Despite the increase in Covid‑19 cases and the fear new confinement measures will reduce demand, OPEC+ group production cuts have favored settlement prices above $42/bbl this month. A downward effect caused by an increase in United States crude oil reserves last week, was offset by a significant decrease in gasoline reserves.

Regarding TTF gas futures on the ICE market for August, they began last week with an upward trend. As in the previous week, Monday and Tuesday brought prices above €6/MWh. On Tuesday, a settlement price of €6.12/MWh was reached. That was only 0.6% lower than that of Tuesday, June 30, when the monthly maximum settlement price of June was registered. But on Wednesday, the settlement price fell 3.1%, staying at €5.94/MWh. In the session on Thursday, values below €6/MWh were being registered.

Regarding TTF gas prices on the spot market in the first days of last week, they were above €5/MWh. Prices showed an upward trend until Wednesday, when an index price of €5.62/MWh was reached. But on Thursday, the index price fell by 2.8% to €5.47/MWh.

As for API 2 coal futures on the ICE market for August, last Monday they reached a settlement price of $52.50/t, some 2.3% higher than that of a week earlier and the highest since the end of March. But on Tuesday and Wednesday, prices fell and the settlement price of Wednesday, of $50.75/t, was already 0.3% lower than that of the first day of July.

On the other hand, CO2 emission rights futures on the EEX market for the reference contract of December, during the first days of last week, registered settlement prices above €29/t. The highest price, of €29.69/t was reached last Monday and was 12% higher than that of a week earlier and the highest since the beginning of August. Prices subsequently fell to €29.32/t on Wednesday.

Covid-19 effect on electricity markets

At AleaSoft, the webinar “Energy markets in the recovery of the economic crisis” is being organised for September 17. One of the topics to be discussed is the evolution of European energy markets during the economic recovery. As we have seen, electricity markets prices have begun to recover, but uncertainty continues with new outbreaks of Covid-19 and the possibility they will increase in the fall and winter when the school year begins, adding to a pessimistic outlook for the economy. AleaSoft’s long‑term price curves have been updated, taking into account recovery scenarios.

The recovery of market prices is positive news for the financing of renewable energy projects, another topic to be addressed in the webinar. In the series of webinars organised at AleaSoft since the coronavirus crisis began, speakers have highlighted the financing of renewables projects has remained active and the investor appetite has continued to be present.
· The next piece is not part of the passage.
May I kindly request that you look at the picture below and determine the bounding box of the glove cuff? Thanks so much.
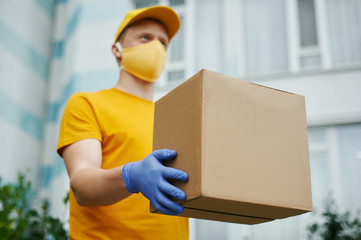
[122,162,139,193]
The Royal Decree‑Law 23/2020 approved by the Spanish government and auctions of solar capacity planned next month in Portugal will undoubtedly offer a new boost for the development of renewables.

To periodically monitor the evolution of energy markets, observatories have been enabled at AleaSoft which include daily information on the main variables of electricity, oil, gas and CO2 emission rights markets.